Car buyers push retail sales to record high

By Martin Crutsinger
Associated Press

WASHINGTON — Consumers snapping up zero-interest car deals sent retail sales surging by a record amount in October, only a month after terrorist attacks stopped the economy cold.

Most analysts said the 7.1 percent jump had not shaken their view that the economy was pushed into recession by the Sept. 11 attacks, although some said the downturn is likely to be milder than feared.

The traditional arbiter of when recessions begin and end, the National Bureau of Economic Research, indicated it might date the slump back to March, when employment peaked.

The Commerce Department report yesterday said the gain in retail sales was led by a record 26.4 percent surge in auto sales as consumers stampeded to take advantage of zero-interest financing.

The overall gain was almost triple what economists had been expecting, and stood as a sharp contrast to a string of bleak reports after the Sept. 11 terrorist attacks.

"It looks like consumers are already learning to live with terrorism at home and abroad," said Sung Won Sohn, chief economist at Wells Fargo in Minneapolis.

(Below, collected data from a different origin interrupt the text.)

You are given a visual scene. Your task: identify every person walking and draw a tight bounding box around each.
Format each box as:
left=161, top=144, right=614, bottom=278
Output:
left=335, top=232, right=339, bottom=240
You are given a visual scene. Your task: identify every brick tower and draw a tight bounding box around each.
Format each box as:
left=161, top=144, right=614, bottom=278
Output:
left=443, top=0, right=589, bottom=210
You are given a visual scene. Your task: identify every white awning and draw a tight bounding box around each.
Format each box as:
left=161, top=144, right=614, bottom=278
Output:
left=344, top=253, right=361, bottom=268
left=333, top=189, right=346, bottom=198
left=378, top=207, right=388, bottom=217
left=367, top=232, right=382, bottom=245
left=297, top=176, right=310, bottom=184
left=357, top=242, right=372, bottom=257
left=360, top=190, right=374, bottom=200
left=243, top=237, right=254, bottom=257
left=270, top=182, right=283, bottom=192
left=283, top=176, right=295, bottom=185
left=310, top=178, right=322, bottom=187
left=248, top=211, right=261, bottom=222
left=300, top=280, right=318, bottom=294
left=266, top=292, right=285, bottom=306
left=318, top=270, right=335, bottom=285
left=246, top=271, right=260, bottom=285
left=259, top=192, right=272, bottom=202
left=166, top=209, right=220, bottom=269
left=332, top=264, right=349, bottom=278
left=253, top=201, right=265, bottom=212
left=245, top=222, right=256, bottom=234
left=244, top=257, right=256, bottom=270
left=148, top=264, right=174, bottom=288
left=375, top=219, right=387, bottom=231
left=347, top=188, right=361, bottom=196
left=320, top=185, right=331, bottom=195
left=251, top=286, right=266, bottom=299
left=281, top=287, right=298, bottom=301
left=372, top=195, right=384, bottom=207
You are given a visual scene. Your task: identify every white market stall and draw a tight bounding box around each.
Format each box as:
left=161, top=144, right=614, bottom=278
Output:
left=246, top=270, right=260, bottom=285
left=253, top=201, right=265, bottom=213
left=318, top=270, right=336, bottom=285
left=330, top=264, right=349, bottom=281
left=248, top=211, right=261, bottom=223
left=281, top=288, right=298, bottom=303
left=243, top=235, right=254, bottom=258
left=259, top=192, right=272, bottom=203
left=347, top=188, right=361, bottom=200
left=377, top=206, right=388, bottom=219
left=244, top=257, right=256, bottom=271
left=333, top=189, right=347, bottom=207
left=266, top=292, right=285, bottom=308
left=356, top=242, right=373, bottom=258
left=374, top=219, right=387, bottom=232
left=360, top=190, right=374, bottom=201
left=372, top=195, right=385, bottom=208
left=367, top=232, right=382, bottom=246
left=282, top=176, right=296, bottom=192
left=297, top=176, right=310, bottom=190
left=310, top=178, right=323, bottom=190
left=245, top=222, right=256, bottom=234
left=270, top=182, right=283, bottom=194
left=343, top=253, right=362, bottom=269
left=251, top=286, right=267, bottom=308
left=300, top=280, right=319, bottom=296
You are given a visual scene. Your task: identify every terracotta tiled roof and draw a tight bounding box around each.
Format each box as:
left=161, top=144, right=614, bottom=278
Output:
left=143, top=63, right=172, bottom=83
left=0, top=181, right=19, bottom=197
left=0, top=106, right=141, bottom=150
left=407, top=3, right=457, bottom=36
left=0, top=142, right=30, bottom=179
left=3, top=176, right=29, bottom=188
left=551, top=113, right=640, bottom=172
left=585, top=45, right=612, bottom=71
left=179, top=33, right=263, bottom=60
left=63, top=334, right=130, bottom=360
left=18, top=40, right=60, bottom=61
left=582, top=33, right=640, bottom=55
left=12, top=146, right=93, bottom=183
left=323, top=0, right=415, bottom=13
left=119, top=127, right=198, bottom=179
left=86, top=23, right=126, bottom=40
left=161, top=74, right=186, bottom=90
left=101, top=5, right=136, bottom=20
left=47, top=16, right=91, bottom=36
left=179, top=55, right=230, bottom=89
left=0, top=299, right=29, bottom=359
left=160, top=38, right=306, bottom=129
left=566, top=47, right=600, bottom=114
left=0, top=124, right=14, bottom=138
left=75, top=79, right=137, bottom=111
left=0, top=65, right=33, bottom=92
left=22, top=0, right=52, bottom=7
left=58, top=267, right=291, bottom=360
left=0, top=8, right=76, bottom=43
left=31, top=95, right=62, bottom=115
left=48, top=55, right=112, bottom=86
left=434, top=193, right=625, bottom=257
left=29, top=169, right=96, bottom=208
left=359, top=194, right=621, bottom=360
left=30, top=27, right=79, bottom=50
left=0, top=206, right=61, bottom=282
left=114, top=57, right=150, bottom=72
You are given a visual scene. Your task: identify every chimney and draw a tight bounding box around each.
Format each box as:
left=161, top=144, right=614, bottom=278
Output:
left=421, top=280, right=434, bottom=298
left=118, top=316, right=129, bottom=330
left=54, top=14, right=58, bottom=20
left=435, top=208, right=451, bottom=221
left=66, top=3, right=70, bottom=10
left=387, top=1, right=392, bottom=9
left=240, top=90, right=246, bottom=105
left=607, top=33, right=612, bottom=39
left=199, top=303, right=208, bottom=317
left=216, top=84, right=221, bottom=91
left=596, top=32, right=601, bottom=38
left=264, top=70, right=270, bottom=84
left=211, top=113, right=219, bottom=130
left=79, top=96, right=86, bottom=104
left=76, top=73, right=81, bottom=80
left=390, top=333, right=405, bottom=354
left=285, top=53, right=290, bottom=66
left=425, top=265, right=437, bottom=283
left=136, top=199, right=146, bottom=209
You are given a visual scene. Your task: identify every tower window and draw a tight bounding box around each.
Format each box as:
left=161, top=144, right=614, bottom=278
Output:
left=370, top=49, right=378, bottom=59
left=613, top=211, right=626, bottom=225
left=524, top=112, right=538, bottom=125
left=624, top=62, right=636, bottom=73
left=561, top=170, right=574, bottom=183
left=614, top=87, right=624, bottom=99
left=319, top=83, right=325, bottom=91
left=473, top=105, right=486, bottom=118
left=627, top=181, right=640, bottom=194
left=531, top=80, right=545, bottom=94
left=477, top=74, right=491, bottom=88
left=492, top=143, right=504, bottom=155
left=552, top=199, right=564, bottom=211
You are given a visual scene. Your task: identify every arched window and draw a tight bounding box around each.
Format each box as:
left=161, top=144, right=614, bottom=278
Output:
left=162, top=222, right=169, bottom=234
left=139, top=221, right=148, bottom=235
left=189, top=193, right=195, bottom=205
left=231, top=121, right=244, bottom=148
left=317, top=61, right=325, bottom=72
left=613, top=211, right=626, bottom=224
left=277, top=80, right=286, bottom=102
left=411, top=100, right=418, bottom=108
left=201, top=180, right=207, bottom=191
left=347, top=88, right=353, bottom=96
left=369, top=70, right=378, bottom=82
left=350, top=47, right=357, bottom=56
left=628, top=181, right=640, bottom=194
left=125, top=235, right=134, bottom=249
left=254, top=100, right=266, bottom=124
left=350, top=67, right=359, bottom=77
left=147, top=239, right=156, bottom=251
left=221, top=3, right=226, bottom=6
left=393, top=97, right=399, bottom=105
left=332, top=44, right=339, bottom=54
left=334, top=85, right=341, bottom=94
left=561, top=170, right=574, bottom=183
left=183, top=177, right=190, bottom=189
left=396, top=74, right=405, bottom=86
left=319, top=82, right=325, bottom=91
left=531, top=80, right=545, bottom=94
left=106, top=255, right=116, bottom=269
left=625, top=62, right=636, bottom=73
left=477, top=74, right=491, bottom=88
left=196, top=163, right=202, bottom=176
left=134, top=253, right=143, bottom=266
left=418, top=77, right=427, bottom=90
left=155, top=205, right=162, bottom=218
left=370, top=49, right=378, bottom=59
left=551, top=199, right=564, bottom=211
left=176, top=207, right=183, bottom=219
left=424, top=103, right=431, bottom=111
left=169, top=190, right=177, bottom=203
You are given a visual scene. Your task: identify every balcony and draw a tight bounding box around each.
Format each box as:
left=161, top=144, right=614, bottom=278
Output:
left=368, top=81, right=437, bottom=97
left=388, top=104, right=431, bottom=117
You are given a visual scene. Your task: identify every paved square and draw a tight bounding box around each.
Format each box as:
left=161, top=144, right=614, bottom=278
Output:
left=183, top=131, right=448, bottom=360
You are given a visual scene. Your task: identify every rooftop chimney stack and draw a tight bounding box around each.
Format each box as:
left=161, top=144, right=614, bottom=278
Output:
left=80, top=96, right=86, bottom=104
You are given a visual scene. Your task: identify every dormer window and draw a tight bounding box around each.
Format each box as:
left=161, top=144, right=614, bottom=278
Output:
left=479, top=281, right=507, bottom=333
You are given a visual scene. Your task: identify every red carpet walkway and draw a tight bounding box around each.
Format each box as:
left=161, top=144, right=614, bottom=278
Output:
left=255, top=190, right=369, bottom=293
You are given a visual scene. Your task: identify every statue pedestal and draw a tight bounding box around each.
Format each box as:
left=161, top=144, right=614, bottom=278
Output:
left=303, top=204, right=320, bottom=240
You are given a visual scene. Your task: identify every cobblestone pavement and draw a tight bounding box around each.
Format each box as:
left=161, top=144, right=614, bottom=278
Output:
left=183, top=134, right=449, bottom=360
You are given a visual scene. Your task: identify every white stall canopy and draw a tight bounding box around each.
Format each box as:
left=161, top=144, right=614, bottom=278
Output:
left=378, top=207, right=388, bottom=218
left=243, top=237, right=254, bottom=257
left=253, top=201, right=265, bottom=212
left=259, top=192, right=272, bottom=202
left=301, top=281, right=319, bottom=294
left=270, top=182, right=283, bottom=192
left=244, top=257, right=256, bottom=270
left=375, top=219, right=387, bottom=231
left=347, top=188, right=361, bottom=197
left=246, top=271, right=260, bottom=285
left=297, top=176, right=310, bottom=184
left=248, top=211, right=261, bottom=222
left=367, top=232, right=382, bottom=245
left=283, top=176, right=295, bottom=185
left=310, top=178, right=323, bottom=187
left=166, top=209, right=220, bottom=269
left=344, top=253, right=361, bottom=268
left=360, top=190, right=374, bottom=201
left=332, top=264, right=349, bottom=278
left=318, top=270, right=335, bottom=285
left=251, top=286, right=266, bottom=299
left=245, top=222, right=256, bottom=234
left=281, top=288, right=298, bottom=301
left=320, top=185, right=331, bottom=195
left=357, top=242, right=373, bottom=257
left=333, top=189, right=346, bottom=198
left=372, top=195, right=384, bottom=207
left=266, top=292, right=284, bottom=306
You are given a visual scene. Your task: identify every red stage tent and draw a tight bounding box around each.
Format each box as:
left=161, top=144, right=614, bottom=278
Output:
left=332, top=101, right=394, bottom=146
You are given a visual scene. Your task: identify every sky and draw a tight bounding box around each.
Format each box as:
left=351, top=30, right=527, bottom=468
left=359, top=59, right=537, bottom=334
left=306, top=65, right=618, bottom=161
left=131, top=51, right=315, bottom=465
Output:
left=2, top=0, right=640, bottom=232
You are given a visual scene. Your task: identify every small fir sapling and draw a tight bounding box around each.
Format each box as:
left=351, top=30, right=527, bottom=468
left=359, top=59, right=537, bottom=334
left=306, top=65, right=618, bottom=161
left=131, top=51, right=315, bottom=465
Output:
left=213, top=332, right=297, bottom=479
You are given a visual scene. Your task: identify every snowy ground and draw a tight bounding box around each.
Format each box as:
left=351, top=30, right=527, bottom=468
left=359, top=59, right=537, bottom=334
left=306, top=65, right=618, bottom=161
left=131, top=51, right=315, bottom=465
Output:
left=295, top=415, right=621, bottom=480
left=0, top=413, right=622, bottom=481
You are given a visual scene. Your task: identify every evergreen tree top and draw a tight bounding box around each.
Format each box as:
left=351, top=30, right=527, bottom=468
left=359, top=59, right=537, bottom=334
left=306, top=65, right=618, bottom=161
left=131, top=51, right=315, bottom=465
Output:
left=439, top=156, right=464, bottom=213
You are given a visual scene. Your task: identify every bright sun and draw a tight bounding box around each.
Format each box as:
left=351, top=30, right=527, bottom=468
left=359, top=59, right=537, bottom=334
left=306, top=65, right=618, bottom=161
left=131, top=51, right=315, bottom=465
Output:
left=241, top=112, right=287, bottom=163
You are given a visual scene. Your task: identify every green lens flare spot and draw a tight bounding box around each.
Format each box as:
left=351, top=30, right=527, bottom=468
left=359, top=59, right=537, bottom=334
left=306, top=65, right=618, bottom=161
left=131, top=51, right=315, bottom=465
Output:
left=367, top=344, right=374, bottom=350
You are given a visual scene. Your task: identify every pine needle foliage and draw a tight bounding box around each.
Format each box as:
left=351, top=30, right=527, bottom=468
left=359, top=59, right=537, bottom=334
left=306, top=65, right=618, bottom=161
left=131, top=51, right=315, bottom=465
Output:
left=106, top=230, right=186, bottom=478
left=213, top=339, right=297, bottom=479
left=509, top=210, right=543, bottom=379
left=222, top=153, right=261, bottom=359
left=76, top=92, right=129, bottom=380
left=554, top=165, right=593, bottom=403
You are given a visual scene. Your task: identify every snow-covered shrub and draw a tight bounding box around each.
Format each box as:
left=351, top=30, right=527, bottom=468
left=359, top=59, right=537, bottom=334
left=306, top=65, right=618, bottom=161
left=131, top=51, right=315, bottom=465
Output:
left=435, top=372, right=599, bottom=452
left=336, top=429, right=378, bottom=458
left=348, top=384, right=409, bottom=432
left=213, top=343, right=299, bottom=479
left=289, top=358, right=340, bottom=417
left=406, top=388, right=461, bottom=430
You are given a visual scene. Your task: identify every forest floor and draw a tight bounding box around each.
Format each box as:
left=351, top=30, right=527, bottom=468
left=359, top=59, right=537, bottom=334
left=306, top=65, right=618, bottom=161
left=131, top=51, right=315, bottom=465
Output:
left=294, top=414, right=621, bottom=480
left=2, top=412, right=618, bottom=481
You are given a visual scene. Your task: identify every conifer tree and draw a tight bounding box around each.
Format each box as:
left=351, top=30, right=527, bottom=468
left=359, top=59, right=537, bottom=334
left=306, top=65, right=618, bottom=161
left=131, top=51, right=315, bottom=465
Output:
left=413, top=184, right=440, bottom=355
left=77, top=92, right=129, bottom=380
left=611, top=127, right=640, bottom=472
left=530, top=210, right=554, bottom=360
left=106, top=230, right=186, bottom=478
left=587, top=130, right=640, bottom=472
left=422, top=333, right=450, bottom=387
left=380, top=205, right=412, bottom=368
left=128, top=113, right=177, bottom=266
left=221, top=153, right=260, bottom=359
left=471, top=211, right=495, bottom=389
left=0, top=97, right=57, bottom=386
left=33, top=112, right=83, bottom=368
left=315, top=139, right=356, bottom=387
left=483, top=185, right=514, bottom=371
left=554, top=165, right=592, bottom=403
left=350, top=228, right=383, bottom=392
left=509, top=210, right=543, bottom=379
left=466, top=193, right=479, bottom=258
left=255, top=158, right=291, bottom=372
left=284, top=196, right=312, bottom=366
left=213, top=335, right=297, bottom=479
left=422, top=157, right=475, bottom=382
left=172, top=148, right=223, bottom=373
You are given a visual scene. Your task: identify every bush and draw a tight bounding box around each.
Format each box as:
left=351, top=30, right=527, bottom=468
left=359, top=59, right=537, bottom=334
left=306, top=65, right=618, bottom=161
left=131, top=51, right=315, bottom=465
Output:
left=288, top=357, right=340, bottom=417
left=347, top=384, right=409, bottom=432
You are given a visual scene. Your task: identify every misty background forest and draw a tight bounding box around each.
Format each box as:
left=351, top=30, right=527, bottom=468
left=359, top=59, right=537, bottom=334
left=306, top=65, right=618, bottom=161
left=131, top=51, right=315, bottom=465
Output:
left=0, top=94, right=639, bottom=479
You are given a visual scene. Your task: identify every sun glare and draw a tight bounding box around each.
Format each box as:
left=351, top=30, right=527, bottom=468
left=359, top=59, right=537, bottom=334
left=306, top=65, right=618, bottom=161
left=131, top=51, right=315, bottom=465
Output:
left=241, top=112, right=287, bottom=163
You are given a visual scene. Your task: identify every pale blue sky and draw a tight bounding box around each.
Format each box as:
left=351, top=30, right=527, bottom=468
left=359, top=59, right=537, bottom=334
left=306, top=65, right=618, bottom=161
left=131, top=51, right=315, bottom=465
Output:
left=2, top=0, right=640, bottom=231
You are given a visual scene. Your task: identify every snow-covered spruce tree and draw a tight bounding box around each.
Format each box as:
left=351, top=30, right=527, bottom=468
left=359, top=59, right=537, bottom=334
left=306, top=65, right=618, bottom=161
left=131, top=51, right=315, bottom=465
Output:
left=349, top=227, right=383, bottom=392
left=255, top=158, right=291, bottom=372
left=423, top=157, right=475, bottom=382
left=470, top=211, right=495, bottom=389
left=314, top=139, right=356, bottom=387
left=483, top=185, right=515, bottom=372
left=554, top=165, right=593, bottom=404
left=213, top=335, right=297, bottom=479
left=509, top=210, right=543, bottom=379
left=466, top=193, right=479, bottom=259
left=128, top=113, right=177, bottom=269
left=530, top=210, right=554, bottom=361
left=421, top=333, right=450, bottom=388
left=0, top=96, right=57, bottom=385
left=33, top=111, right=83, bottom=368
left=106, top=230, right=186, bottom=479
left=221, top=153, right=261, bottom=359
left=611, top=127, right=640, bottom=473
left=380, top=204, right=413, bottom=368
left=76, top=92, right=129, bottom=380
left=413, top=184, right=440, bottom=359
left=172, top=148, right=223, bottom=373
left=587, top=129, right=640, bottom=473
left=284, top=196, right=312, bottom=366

But most analysts said they believed the forces dragging the economy down remained so strong that the one-month surge in retail sales would not be enough to lift the economy back into positive territory this quarter.

The National Association for Business Economics released a new forecast yesterday predicting the gross domestic product would decline by 2 percent in the current quarter. The GDP fell at a 0.4 percent rate in the third quarter.

The NABE's 33 forecasting economists said they believed the country was in a recession, but that it would be mild and brief, ending early next year.

The National Bureau of Economic Research, the university economists assigned the job of calling recessions, has not yet made its call.

However, members of the NBER panel said yesterday it was increasingly likely they would rule a recession had begun, with some suggesting they would date the start to March 2001.

"The evidence seems overwhelming right now that we are in a recession. But even though the evidence is awfully strong, it is not 100 percent," said Harvard's Jeffrey Frankel, one of six economists on the panel.

If the panel does determine that a recession began in March, it would mean the country's record-long economic expansion ended on its 10th birthday. The last recession began in July 1990 and ended in March 1991.

The retail sales report showed the 7.1 percent October increase followed a 2.2 percent decline in September, a drop influenced by the virtual halt in shopping in the days following the terrorist attacks. It was the largest one-month increase in government records dating back to 1968.

Most of the strength came from the surge in auto sales, reflecting the financing deals offered to lure customers back into showrooms. General Motors has announced it will extend such deals through Jan. 2, and other automakers are expected to follow suit.

Excluding car sales, overall retail sales in October rose 1 percent. Sales at clothing stores increased 6.9 percent, erasing a 5.9 percent drop in September, while sales at hardware stores, sporting goods establishments and bars and restaurants all posted increases.

Some analysts said the big gain in retail sales makes it less likely the Federal Reserve, which has cut interest rates 10 times this year, will feel the need for another cut when it meets Dec. 11.

But others predicted at least a quarter-point cut to boost consumer confidence in the final weeks of holiday shopping.

David Wyss, an economist at Standard & Poor's in New York, said he believed retail sales would do reasonably well this Christmas, but he cautioned that the full impact of the surge in unemployment, which hit 5.4 percent this month, has yet to be felt.

"The major remaining concern is further terrorist attacks. But on the whole I think the recession will turn out to be very mild," Wyss said.